According to data shared by SkullSparks, a company that partners with college sports brands to help them recruit talent and build their digital strategies, Ole Miss increased its football following on the three major social media networks – Facebook, Instagram and X, the platform formerly known as Twitter – by 14% in 2022. Only two SEC programs, Tennessee and Kentucky, surpassed that growth. Georgia, which won the national championship that season, saw 11% growth.
"I was just down at a school in Alabama talking with them, and I actually used Ole Miss as an example when we were talking about branding," said Jason Matheson, the director of SkullSparks with decades of experience in the digital branding space. "Ole Miss is doing a great job relative to the other programs in the SEC, which across the board probably pour the most resources into this."
Ole Miss (3-0) will encounter one of the biggest brands in college football when it heads to Tuscaloosa to take on Alabama (2-1) on Saturday (2:30 p.m., CBS).
How Ole Miss is succeeding behind the scenes
In 2019, Ole Miss football accounts generated just shy of 1.7 million interactions on those three primary social media sites. In 2022, that number rose to 6.2 million, according to SkullSparks data. That ranked 18th in the nation and seventh in the SEC. By comparison, Ole Miss' enrollment numbers consistently rank in the conference's lower third.
There have been other branding obstacles for Ole Miss to navigate since the dawn of the digital age, Matheson points out. The university banned its Colonel Reb mascot and related imaging in 2003, and has twice unsuccessfully attempted to adopt a new mascot. Branding is difficult when what you're trying to sell is often shifting.
"They started behind all the others," Matheson said. "They had some problematic branding that they had to deal with, and they really turned that on its ear."
On a micro-level, Matheson believes Ole Miss has come up with creative ways to present its script logo, which he said isn't the greatest for design purposes. The designs are cohesive across the athletic department, Matheson said, which isn't always the case with so many different people involved. On the video front, he said Ole Miss has built up a trust with its subjects that allows it to create compelling content. As of July, the Rebels' athletic department had the country’s fourth-biggest YouTube channel, which is headlined by its documentary series "The Season."
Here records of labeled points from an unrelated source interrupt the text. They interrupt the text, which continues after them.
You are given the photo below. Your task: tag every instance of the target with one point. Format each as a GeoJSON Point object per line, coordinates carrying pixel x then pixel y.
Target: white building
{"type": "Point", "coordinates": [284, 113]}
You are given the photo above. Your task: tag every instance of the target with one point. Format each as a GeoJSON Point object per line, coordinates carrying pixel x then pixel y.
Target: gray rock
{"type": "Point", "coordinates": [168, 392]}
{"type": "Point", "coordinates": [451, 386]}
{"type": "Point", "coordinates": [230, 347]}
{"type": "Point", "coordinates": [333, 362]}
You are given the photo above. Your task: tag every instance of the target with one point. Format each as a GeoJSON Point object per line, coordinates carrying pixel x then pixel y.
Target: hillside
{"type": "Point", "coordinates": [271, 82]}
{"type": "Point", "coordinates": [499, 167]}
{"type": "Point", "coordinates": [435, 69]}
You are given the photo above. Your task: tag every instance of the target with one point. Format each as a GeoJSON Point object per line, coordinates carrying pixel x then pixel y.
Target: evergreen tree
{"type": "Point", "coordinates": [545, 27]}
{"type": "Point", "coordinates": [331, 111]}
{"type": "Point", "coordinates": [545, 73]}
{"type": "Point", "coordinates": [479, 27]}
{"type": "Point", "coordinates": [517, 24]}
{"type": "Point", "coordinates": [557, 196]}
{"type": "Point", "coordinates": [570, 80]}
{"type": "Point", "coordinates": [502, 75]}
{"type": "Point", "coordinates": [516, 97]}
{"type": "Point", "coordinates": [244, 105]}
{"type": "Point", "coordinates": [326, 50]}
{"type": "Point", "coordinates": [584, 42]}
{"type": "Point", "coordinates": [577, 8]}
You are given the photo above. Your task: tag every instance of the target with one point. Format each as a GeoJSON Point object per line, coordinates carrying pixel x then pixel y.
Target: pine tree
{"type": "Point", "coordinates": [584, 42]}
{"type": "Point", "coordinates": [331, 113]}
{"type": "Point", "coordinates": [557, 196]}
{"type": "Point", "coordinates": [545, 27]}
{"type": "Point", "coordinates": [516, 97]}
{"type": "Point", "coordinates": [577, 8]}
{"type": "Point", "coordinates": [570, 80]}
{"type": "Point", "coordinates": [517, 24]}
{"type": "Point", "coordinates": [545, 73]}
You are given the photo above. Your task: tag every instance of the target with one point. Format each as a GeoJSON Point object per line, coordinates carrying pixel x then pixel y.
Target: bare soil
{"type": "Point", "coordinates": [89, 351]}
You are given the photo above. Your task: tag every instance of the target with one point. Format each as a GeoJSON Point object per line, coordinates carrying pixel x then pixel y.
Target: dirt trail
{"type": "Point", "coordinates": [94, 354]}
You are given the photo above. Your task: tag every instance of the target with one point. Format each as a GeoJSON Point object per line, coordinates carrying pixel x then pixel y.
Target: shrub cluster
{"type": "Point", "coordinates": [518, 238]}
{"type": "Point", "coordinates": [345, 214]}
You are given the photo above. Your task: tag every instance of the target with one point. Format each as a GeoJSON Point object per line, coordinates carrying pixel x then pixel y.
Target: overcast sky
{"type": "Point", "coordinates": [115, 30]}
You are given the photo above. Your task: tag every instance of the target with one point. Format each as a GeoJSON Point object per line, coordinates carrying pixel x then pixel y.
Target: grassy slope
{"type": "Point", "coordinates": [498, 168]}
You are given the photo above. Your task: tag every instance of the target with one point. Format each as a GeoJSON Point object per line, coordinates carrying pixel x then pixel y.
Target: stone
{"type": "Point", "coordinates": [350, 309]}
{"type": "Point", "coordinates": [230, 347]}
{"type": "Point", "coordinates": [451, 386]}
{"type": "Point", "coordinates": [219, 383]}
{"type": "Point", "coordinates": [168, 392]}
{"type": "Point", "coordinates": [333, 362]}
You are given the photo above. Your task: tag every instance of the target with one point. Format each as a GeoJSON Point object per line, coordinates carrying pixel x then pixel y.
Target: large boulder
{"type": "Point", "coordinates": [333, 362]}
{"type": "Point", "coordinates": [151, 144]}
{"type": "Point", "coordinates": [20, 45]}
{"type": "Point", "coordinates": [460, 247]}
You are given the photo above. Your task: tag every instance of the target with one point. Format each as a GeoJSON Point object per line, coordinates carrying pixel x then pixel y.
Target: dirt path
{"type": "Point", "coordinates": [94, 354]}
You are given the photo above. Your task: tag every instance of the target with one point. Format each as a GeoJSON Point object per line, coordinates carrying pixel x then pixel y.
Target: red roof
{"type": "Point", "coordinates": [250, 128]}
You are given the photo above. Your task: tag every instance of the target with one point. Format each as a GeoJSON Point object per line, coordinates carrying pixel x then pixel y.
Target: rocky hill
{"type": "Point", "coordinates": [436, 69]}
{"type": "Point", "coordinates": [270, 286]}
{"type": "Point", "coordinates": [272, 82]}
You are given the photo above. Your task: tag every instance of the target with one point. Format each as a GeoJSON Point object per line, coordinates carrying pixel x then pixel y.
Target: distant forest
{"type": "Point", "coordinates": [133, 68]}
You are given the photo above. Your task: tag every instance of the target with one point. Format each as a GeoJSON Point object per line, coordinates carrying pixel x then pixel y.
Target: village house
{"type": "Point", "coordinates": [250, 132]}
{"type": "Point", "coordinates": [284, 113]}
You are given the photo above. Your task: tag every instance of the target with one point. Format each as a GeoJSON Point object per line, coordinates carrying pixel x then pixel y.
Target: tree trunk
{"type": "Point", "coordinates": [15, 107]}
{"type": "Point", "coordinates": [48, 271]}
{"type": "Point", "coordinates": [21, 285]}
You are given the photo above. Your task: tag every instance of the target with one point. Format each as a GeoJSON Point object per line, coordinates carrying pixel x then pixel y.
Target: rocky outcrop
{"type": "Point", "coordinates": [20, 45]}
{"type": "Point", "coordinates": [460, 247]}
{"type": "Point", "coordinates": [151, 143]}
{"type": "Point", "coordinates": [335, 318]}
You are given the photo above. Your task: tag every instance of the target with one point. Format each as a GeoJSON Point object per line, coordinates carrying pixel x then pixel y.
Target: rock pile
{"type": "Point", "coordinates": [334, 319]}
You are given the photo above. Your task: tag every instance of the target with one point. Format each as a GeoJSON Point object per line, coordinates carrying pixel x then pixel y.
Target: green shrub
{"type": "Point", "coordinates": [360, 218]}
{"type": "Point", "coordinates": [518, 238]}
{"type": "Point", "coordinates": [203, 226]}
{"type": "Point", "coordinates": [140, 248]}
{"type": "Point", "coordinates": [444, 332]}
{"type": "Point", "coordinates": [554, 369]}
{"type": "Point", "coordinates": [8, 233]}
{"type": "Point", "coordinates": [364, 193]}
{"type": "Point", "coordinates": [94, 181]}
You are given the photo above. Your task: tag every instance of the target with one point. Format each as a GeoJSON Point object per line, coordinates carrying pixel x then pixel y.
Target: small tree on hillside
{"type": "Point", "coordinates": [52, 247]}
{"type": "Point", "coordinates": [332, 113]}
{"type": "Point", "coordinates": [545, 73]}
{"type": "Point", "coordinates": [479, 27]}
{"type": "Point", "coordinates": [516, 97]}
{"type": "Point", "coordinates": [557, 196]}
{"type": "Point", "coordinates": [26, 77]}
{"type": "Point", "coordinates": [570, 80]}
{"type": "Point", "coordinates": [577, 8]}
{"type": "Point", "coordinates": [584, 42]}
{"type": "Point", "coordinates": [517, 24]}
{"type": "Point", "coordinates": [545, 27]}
In a space where traditional values and the demands of the modern college sports market can often clash, Matheson said Ole Miss has struck a strong balance.
"They've not thrown any of that away, per se," Matheson said. "It's still Ole Miss, but really kind of given an edgy feel. And that's quite an accomplishment, I think."
Why it matters
In a November interview with The Clarion Ledger, Walker Jones, who runs The Grove Collective ‒ which handles Ole Miss' NIL efforts ‒ called Kiffin "one of our biggest advantages, if not our biggest."
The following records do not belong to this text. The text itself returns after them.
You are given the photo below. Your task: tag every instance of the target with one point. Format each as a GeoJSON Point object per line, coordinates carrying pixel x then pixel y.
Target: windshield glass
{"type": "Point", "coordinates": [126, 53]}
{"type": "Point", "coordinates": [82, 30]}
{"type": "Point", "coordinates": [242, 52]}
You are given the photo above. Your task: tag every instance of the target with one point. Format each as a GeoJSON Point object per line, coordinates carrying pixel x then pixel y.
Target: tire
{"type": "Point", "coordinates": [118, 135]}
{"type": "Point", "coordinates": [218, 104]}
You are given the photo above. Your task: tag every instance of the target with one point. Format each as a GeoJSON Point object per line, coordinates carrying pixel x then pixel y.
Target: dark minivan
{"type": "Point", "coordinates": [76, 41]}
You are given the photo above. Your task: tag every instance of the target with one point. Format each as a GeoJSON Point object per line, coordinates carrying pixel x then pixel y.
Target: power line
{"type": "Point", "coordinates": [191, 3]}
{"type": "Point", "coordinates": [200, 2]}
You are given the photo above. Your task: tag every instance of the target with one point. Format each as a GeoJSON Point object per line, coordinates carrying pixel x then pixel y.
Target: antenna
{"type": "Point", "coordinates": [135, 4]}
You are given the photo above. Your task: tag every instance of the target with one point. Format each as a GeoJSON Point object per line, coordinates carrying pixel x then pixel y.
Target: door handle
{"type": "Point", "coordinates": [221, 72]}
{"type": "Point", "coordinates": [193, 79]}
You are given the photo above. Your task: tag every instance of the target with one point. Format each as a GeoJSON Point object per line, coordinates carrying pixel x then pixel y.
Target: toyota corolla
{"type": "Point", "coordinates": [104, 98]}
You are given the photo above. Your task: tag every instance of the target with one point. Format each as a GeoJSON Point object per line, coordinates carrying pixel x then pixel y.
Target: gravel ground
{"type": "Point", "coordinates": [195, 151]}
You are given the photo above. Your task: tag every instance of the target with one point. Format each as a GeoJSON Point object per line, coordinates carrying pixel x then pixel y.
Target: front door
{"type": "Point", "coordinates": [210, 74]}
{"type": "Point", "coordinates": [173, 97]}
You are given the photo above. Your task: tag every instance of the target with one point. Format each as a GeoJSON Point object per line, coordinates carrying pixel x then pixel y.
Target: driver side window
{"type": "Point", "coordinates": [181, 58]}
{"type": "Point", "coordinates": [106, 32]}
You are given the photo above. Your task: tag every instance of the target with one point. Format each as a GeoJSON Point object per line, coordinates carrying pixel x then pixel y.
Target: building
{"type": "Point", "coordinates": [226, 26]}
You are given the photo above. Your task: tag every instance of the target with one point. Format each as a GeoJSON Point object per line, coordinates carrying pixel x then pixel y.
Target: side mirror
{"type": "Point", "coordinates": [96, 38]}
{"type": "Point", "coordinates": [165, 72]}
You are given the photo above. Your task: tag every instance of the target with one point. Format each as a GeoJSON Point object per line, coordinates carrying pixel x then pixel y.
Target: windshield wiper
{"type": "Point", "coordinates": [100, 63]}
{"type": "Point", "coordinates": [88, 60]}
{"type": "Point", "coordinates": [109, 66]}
The size of your brand directly impacts your ability to fundraise, which in turn directly impacts winning in the age of NIL.
"Our donors have stepped up," Carter said this week.
In Matheson's view, Ole Miss has succeeded in targeting its branding content to prospective recruits. That content, the data shows, has been more engaging than that of many of the Rebels' peers.
Here's how Ole Miss football's annual interaction numbers on the big three social networks have compared with Mississippi State's in recent years:
2019: Ole Miss - 1.67 million interactions; Mississippi State - 2.86 million
2020: Ole Miss - 3.17 million; Mississippi State - 2.86 million
2021: Ole Miss - 6.92 million; Mississippi State - 2.47 million
2022: Ole Miss - 6.22 million; Mississippi State - 3.06 million
"It starts with the resources in place by the administration and the coaches understanding that it's a priority," Matheson said. "... You fish where the fish are. (Recruits) are on mobile devices and they're on social platforms. So that's where you've gotta be with your brand."